Introduction

Myeloproliferative neoplasms (MPN) are clonal disorders of the hematopoietic stem cell characterized by a significant increase in one or more lineages of myeloid cells [1]. Classical BCR/ABL-negative MPN are a heterogeneous group of hematologic malignancies, including essential thrombocythemia (ET), polycythemia vera (PV), and primary myelofibrosis (PMF) [2]. In these disorders, thrombotic, vascular, and bleeding complications are the most common causes of morbidity and mortality [3]. Approximately 45% of all deaths in PV patients are caused by cardiovascular events [4]. MPN are the most common etiologies of primary splanchnic vein thrombosis (SVT), including mesenteric, splenic, or portal vein thrombosis (PVT), with about 30–40% of SVT being caused by MPN [5]. All types of MPN have been reported to cause vein thrombosis, though the most frequent appears to be PV, followed by ET and PMF [6]. The primary goal of treatment, especially those with PV and ET, is to prevent thrombotic complications typically through antiplatelet therapy and/or cytoreduction [6].

Although several patient-, disease-, and genome-related factors that affect the risk of thrombosis have been identified, there is are no sufficiently accurate laboratory investigation to assess potential procoagulant states and predict the thrombotic risks [7]. Excessive proliferation of hematopoietic precursors in the bone marrow of MPN patients leads to the release of a large number of mature blood cells into the circulation [8]. Erythrocytosis can cause venous or arterial thrombosis by directly increasing whole-blood viscosity, and leukocyte counts of > 15 × 109/L in PV and > 11 × 109/L in ET have been independently associated with an increased risk of thrombosis [9]. The factors significantly related to arterial thrombosis were age, increased white blood cells (WBC), general cardiovascular risk factors, JAK2V617F, and high molecular risk mutations, while only history of previous thrombosis, particularly prior venous thrombosis, was predictive of venous events [10]. The risk of total thromboses was accurately predicted by the international prognostic score for thrombosis in essential thrombocythemia (IPSET) score.

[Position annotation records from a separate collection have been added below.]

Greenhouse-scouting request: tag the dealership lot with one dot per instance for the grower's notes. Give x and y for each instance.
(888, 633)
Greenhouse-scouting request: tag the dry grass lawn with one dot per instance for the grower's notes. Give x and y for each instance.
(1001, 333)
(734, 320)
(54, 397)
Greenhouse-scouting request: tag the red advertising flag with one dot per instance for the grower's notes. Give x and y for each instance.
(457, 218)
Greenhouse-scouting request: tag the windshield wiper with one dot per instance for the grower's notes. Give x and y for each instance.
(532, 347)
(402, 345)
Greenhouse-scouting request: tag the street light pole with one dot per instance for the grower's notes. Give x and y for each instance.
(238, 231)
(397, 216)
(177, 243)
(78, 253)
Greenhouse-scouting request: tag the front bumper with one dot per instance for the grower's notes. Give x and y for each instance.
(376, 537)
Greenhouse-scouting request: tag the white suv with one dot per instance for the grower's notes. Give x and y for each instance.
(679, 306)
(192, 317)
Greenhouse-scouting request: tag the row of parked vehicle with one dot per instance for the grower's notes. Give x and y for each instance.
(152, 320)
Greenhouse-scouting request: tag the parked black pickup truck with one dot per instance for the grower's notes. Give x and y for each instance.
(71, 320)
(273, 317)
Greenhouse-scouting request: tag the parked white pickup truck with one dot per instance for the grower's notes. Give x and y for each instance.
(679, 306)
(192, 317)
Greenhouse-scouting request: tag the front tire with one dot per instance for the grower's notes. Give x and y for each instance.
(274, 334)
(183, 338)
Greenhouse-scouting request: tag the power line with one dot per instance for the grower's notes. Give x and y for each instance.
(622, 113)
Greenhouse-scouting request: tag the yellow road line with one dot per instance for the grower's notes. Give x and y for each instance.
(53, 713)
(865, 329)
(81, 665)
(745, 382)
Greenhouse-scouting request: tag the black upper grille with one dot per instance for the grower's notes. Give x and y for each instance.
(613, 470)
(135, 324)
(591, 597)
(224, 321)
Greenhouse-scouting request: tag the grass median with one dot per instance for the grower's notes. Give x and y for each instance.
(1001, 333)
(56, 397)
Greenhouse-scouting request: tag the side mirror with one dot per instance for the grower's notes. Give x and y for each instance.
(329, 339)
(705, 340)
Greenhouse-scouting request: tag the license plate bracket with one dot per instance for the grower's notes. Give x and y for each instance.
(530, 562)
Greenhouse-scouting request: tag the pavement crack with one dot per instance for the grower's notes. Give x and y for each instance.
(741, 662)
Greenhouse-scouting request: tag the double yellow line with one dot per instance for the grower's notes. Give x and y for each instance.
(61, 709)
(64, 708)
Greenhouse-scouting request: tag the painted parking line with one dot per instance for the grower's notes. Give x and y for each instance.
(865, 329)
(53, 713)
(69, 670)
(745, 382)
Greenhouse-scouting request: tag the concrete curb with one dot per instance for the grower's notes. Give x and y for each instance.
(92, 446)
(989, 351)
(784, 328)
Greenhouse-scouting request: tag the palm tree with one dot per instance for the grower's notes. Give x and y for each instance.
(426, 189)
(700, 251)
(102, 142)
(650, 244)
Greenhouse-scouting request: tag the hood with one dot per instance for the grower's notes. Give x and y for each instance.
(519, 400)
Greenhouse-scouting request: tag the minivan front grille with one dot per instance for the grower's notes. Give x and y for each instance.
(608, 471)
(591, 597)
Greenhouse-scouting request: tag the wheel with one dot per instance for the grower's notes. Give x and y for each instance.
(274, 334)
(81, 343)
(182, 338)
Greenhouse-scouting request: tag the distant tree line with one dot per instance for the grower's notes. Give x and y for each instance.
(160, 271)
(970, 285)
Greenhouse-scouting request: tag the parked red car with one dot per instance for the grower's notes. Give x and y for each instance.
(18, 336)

The IPSET-revised and/or IPSET is recommended by recent guidelines [11], including those from the European Leukemia Net and the National Comprehensive Cancer Network, as the most appropriate risk scoring system(s) in patients with ET [12, 13]. However, no score has been specifically developed to assess thrombotic risk in PMF, reflecting difficulties and variability in the management of this condition by hematologists [14]. Guglielmelli et, al validated that IPSET score can be conveniently used for thrombosis risk stratification in patients with pre-PMF [10]. These results suggested that IPSET score might be used for thrombosis prediction in patients with BCR-ABL-negative MPN.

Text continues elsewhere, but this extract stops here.